Aristotle simply declared that mathematicians “do not need the infinite, or use it.” Though “potential” infinities could exist in the minds of mathematicians—like the concept of dividing lines into infinite pieces—nobody could actually do it, so the infinite doesn’t exist in reality. Achilles runs smoothly past the tortoise because the infinite points are simply a figment of Zeno’s imagination, rather than a real-world construct. Aristotle just wished infinity away by stating that it is simply a construct of the human mind.
From that concept comes a startling revelation. Based upon the Pythagorean universe, the Aristotelian cosmos (and its later refinement by the astronomer Ptolemy) had the planets moving in crystalline orbs. However, since there is no infinity, there can’t be an endless number of spheres; there must be a last one. This outermost sphere was a midnight blue globe encrusted with tiny glowing points of light—the stars. There was no such thing as “beyond” the outermost sphere; the universe ended abruptly with that outermost layer. The universe was contained in a nutshell, ensconced comfortably within the sphere of fixed stars; the cosmos was finite in extent, and entirely filled with matter. There was no infinite; there was no void. There was no infinity; there was no zero.

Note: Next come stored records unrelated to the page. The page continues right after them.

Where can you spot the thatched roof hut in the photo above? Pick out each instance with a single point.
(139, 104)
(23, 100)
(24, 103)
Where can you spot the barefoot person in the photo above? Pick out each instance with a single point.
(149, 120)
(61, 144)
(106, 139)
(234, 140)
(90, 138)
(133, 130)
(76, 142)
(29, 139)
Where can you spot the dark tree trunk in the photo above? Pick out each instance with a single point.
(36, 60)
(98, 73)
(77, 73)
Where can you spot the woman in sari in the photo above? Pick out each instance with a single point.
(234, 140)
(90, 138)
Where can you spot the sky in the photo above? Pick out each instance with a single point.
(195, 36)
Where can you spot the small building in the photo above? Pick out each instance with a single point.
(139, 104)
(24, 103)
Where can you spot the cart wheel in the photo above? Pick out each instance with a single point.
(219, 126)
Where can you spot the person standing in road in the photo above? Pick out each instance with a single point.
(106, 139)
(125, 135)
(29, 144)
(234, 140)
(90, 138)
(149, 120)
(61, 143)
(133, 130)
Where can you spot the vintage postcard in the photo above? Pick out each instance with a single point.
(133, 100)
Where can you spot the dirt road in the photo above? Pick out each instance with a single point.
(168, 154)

This line of reasoning had another consequence—and this is why Aristotle’s philosophy endured for so many years. His system proved the existence of God.
The heavenly spheres are slowly spinning in their places, making a music that suffuses the cosmos. But something must be causing that motion. The stationary earth cannot be the source of that motive power, so the innermost sphere must be moved by the next sphere out. That sphere, in turn, is moved by its larger neighbor, and on and on. However, there is no infinity; there are a finite number of spheres, and a finite number of things that are moving each other. Something must be the ultimate cause of motion. Something must be moving the sphere of fixed stars. This is the prime mover: God. When Christianity swept through the West, it became closely tied to the Aristotelian view of the universe and the proof of God’s existence. Atomism became associated with atheism. Questioning the Aristotelian doctrine was tantamount to questioning God’s existence.
Aristotle’s system was extremely successful. His most famous student, Alexander the Great, spread the doctrine as far east as India before Alexander’s untimely death in 323 BC. The Aristotelian system would outlast Alexander’s empire; it would survive until Elizabethan times, the sixteenth century. With this long-standing acceptance of Aristotle came a rejection of the infinite—and the void, for Aristotle’s denial of the infinite required a denial of the void, because the void implies the existence of the infinite.